The question that first presents itself to me is whether the protest as originally drawn was in sufficiently definite form to invoke the jurisdiction of this court. It is, so far as here pertinent, in form as follows:
Protest is hereby made against your decision assessing duty at 70% under par. 1513 or other rate or rates, on tin mirrors, magnets, monocle, and sim. mdse, covered by entries named below. The reasons for objections, under the Tariff Act of 1930, are that said merchandise is not chiefly used for the amusement of children and is dutiable at the following rates: 45%under par. 397, or at 33% under par. 412, or at 35% under par. 1413, or at 40% under par. 1541, or at 25% under par. 1537, or at 30% under par. 1502, or at 25% under par. 1403, or at 40% under par. 923, according to component material of chief value, or at 60% under par. 218.
It will be observed that at least three different kinds of merchandise classified by the collector as toys are made the subject of the protest. There is no indication as to which of the nine alternative claims applies to any one of the three articles named, and examination of the paragraphs cited reveals that some of them, such as paragraph 1541, which covers musical instruments, and paragraph 1502, which covers balls, boxing gloves, etc., could have no application to any of the merchandise in issue.
Section 514 of the Tariff Act of 1930, so far as pertinent, reads as follows:
* * * all decisions of the collector * * * as to the rate and amount of duties chargeable, * * * and his liquidation * * * of any entry, * * * shall, upon the expiration of sixty days after the date of such liquidation * * * [or] decision * * * be final and conclusive upon all persons * * * unless the importer, consignee, or agent of the person paying such charge or exaction * * * shall, within sixty days after, but not before such liquidation, * * * [or] decision * * * file a protest in writing with the collector setting forth distinctly and specifically, and in respect to each entry, payment, claim, decision, or refusal, the reasons for the objection thereto. * * * [Italics mine.]
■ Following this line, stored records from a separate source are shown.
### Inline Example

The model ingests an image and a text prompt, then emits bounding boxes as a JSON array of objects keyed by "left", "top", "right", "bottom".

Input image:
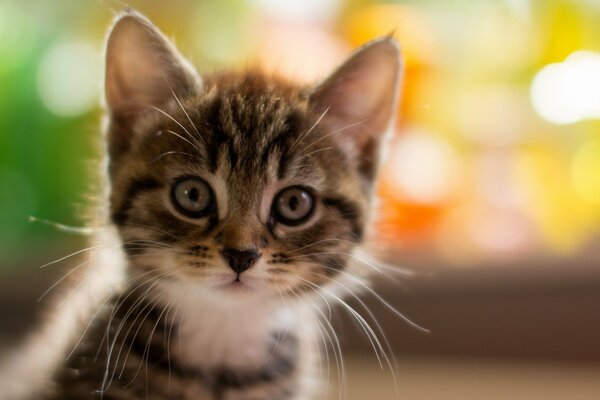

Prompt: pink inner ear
[{"left": 311, "top": 38, "right": 401, "bottom": 166}]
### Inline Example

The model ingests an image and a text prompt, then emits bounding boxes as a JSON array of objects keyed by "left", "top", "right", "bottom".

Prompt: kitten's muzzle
[{"left": 221, "top": 248, "right": 260, "bottom": 276}]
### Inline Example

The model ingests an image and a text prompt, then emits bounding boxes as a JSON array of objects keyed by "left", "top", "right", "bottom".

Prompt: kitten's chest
[{"left": 163, "top": 286, "right": 296, "bottom": 371}]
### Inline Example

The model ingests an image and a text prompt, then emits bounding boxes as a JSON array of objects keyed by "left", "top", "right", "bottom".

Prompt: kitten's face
[{"left": 106, "top": 11, "right": 398, "bottom": 295}]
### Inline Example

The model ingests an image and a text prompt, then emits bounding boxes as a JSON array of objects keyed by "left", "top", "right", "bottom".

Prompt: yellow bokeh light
[{"left": 571, "top": 140, "right": 600, "bottom": 205}]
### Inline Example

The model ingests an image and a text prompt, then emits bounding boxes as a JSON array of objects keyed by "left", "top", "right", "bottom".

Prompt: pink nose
[{"left": 221, "top": 249, "right": 260, "bottom": 275}]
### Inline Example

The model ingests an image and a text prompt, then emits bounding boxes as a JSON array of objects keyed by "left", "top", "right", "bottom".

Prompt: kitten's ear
[
  {"left": 104, "top": 10, "right": 202, "bottom": 156},
  {"left": 310, "top": 37, "right": 402, "bottom": 180}
]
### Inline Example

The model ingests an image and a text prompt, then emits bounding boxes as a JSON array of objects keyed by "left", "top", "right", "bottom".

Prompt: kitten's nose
[{"left": 221, "top": 249, "right": 260, "bottom": 274}]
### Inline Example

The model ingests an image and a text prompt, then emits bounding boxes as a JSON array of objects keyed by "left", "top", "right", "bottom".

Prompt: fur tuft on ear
[
  {"left": 104, "top": 9, "right": 202, "bottom": 158},
  {"left": 310, "top": 37, "right": 402, "bottom": 181}
]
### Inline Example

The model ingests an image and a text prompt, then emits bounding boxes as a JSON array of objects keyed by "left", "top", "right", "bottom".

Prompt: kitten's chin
[{"left": 204, "top": 275, "right": 269, "bottom": 296}]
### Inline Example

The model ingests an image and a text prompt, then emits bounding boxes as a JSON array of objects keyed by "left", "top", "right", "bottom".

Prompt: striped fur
[{"left": 3, "top": 11, "right": 400, "bottom": 400}]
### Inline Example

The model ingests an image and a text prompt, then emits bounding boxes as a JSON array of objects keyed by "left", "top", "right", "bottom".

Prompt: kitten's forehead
[{"left": 156, "top": 75, "right": 328, "bottom": 183}]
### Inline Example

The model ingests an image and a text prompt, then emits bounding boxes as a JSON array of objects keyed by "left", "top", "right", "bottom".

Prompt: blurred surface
[{"left": 328, "top": 354, "right": 600, "bottom": 400}]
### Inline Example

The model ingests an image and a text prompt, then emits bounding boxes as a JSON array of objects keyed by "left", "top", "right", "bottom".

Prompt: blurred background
[{"left": 0, "top": 0, "right": 600, "bottom": 399}]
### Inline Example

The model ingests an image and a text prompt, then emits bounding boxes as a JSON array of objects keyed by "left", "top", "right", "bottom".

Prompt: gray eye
[
  {"left": 272, "top": 186, "right": 315, "bottom": 225},
  {"left": 171, "top": 177, "right": 214, "bottom": 218}
]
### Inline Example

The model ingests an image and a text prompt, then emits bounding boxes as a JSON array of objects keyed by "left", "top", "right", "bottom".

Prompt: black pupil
[
  {"left": 188, "top": 188, "right": 200, "bottom": 203},
  {"left": 288, "top": 196, "right": 300, "bottom": 211}
]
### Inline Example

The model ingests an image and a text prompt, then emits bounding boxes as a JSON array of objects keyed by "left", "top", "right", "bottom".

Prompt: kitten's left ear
[
  {"left": 310, "top": 37, "right": 402, "bottom": 181},
  {"left": 104, "top": 10, "right": 202, "bottom": 158}
]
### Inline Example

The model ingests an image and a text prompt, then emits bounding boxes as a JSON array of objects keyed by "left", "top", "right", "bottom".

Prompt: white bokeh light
[
  {"left": 37, "top": 42, "right": 102, "bottom": 117},
  {"left": 386, "top": 131, "right": 458, "bottom": 204},
  {"left": 531, "top": 51, "right": 600, "bottom": 124}
]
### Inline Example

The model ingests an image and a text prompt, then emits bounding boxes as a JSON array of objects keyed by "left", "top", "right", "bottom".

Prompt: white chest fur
[{"left": 156, "top": 285, "right": 296, "bottom": 369}]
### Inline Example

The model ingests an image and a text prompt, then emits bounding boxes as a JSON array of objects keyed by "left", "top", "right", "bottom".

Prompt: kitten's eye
[
  {"left": 272, "top": 186, "right": 315, "bottom": 225},
  {"left": 171, "top": 177, "right": 214, "bottom": 218}
]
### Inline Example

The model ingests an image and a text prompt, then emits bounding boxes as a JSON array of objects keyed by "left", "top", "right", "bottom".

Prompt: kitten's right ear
[{"left": 104, "top": 10, "right": 202, "bottom": 157}]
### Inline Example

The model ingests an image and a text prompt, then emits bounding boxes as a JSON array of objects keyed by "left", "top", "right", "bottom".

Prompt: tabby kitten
[{"left": 3, "top": 11, "right": 401, "bottom": 400}]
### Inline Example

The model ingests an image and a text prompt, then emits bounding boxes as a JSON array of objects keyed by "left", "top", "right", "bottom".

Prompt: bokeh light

The question as to the validity of this protest is on all fours with that passed upon by the Court of Customs and Patent Appeals in United States v. Fred. Gretsch Mfg. Co., Inc., 26 C. C. P. A. 267, C. A. D. 26. It was there pointed out that in the absence of a motion to dismiss the protest for failure to comply with the statute “it was the duty of the court to dismiss it sua sponte,’’ citing U. Fujita & Co. et al. v. United States, 26 C. C. P. A. 63, T. D. 49611. The following language from the unanimous opinion of the court is particularly applicable to the case at bar:
We think that the rules laid down in the above-cited and quoted authorities require a holding here that the protest when filed was not sufficiently distinct and specific to comply with the statute. Among its several features which lack distinctness and specificity it seems to us that the outstanding faults rest in (1) the failure to point out which of the goods in the importation should have been classified under the various claimed paragraphs, and (2) in the undue and unwarranted multiplicity of claimed provisions. In addition to what we have already said with reference to the right of a protestan! to claim alternatively, we think it proper to add that there certainly is some limit past which he cannot go in making a multiplicity of claims. While an irrelevant claim, inadvertently made, might not of itself invalidate a protest, surely it cannot be urged that a protestant has a right to claim that his goods are dutiable in all the other paragraphs of the tariff act except those under which the collector classified them. *619Obviously, such a pleading would not be a compliance with the law. A pertinent inquiry might be made as to where the line is to be drawn. On this phase of the case it is sufficient to say that we are of the opinion that no hard and fast rule can be made. Each statement of facts should rest on its own bottom. If the multiplicity of claims hides the real claims in such a way that it has not been made clear to the collector what is in the mind of the protestant, there has been no compliance with the requirement of the law.
I am therefore decidedly of the opinion that the protest should be dismissed. However, neither of my associates concurs with me in that view. Examination of the record satisfies me that the conclusion reached by Judge Sullivan is correct if it be assumed that the protest properly invokes the jurisdiction of this court. I therefore concur in that conclusion.